We’ve been told regular exercise is one of the best ways to cope with the stress of the novel coronavirus, but so many forms of exercise — on teams, at the barre or in a gym — are out of the question.
With so many people hitting the pavement, a few questions come to mind, such as: Should you wear a mask when you run? When should you stretch? How do you ward off any potential injuries?
We spoke with experts in airborne disease transmission, doctors who oversee running clinics and coaches who train athletes for races to get advice for those new, or returning, to running.
The Centers for Disease Control and Prevention recommends people maintain at least six feet of distance, about two arms’ lengths, from those around you, but six feet may not be enough, some experts said.
Linsey Marr, a professor at Virginia Tech who studies how viruses travel through the air, told The Post that runners should try to keep 10 feet between them and other runners or walkers, if not more.
“Six feet isn’t some magic boundary beyond which there’s zero risk,” Marr said over the phone. “The farther you are away, the better.”
The World Health Organization reports that the virus that causes covid-19 can be spread when an infected person coughs or sneezes, sending droplets into the air that eventually fall to the ground. But a growing number of studies suggest that smaller particles containing the virus can remain suspended in air and, in certain environments, travel farther than just six feet. The research is one part of a larger scientific debate about how the novel coronavirus can spread from person to person.
“To me, 10 feet is safer,” said Marr, who’s a runner herself. Marr said 10 feet gives some wiggle room if you need to bend the rule in a tight situation.
There’s a concern that with every labored breath, runners who have the virus release infectious particles into the air around them. If you’re passing someone every minute during a run, Marr recommended wearing a face mask of tightly woven fabric that fits close to your face, such as a layered Buff around your neck.
You’re going to want to also avoid running in a group. And, when you do move past someone in front of you, pass the person quickly, Marr said. Try to give the other person plenty of space. You don’t want to draft behind other runners, taking in the air they’re exhaling.

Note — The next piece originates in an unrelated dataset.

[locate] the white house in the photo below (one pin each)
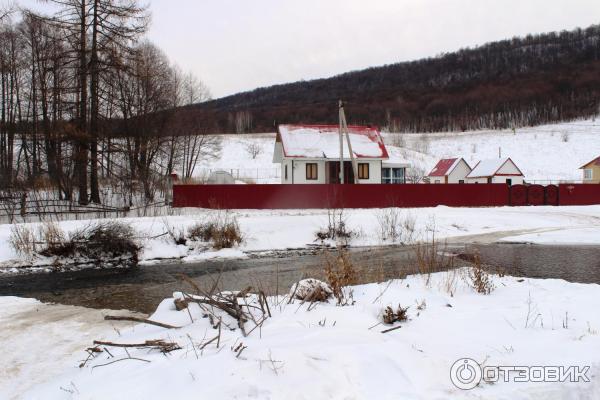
(311, 154)
(498, 170)
(449, 170)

Of course, your chances of contracting the virus outside are generally “much, much lower” than inside a room with poor ventilation, Marr said. Any breath, cough or sneeze from someone infected with the virus could be scattered by the wind.
“Your risk is going to depend on how much virus you might be exposed to,” Marr said, “so that’s why I’ve been saying don’t linger right in front of or right behind someone else.”
These are anxious times. The moments outside are a way to unwind and unplug from the news of the pandemic. No matter what degree of social distancing you’re comfortable with, others may not feel the same way.
Conroy Zien, a running coach in Maryland, said the last thing he wants is for runners to get a bad reputation by hogging sidewalks and trails. In his eyes, every runner is an ambassador of the sport, and you should pay attention to, say, the parent walking with a stroller.
“Get out of the way. Move out of the way,” Zien said. “Make it obvious that you are allowing them their appropriate social distance.”
Ease back into it
If you’re just getting into running, the most important step is to start slow. Bob Wilder, the director of the University of Virginia’s Runner’s Clinic, said he recommends first-time runners start with a walk-run program, adding more running every week, with one minute of walking and another of running. The key is to not go headfirst into a hard, long-running schedule, Wilder told The Post.
“You don’t want to jump into a training program that one of your friends have been doing for years,” he added.
Zien has been coaching first-time marathon runners since 2012 for the Montgomery County Road Runners, a club based in suburban Maryland. Zien told The Post that the first goal for any runner is to stay healthy and injury-free. Try not to push yourself too hard at the start.
“Don’t go from zero to 100 overnight,” Zien said over the phone, adding that you shouldn’t leap from “the couch to a marathon.” Start with smaller goals (and races). Any injury will only set you back.
Consider that same mantra when you start any run, short or long. Begin with a warm-up walk or jog, and then pick up the pace over time, Wilder said. You don’t need to stretch right before you run, but take some time to stretch your muscles after a workout; even later in the day is fine.